1980 machte Cord Kappe seine Ausbildung zum Metzger, drei Jahre später die Meisterprüfung, 1998 folgte der Betriebswirt. Nach und nach übernahm er mehr Verantwortung: erst als Marktleiter, später als Geschäftsführer. Heute leitet er das Familienunternehmen mit seiner Schwester Kirsten Witte bereits in der dritten Generation mit über 250 Mitarbeiterinnen und Mitarbeitern. „Angefangen hat alles hinter der Fleischtheke, später haben wir die Märkte stetig erweitert und an die Bedürfnisse unserer Kundinnen und Kunden angepasst.“ sagt der 59-Jährige heute.

Nachhaltigkeit unternehmerisch betrachtet: großes Potenzial Geld zu sparen​

„Als wir uns 2008 in der finalen Umbauentscheidungsphase des großen Edeka-Marktes in Wunstorf befanden, standen wir vor einer Herausforderung: die alte Gewerbehalle war ein energetisches Fass ohne Boden.“ lacht Cord Kappe heute. „Unternehmerisch gab es nur zwei Möglichkeiten: Lassen oder neue Lösungen erarbeiten.“. Große Potenziale sah er in der Dämmung und in der Art und Weise, wie Energie genutzt wird, erklärt er. 

„Vielleicht kann ich nicht sofort alles verbessern, nur anfangen muss ich irgendwo.“. 2009 wurde die Fassade des Marktes gedämmt, intelligente Kühlsysteme und Beleuchtungen installiert und die vorhandene Energie doppelt genutzt.
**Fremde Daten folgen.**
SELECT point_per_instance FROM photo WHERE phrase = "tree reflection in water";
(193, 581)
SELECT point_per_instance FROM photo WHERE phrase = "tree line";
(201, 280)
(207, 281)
So erhielt der Markt zwischen 2009 und 2012 Dual-Use-Technologien wie einen Pufferspeicher und ein Blockheizkraftwerk. Die Idee: die Kühlsysteme produzieren während des Kühlens Wärme, die wiederum im Pufferspeicher gespeichert wird. „Mit der gespeicherten Energie können wir problemlos unser Brauchwasser erwärmen und im Winter unseren Markt heizen und dadurch immense Kosten einsparen“.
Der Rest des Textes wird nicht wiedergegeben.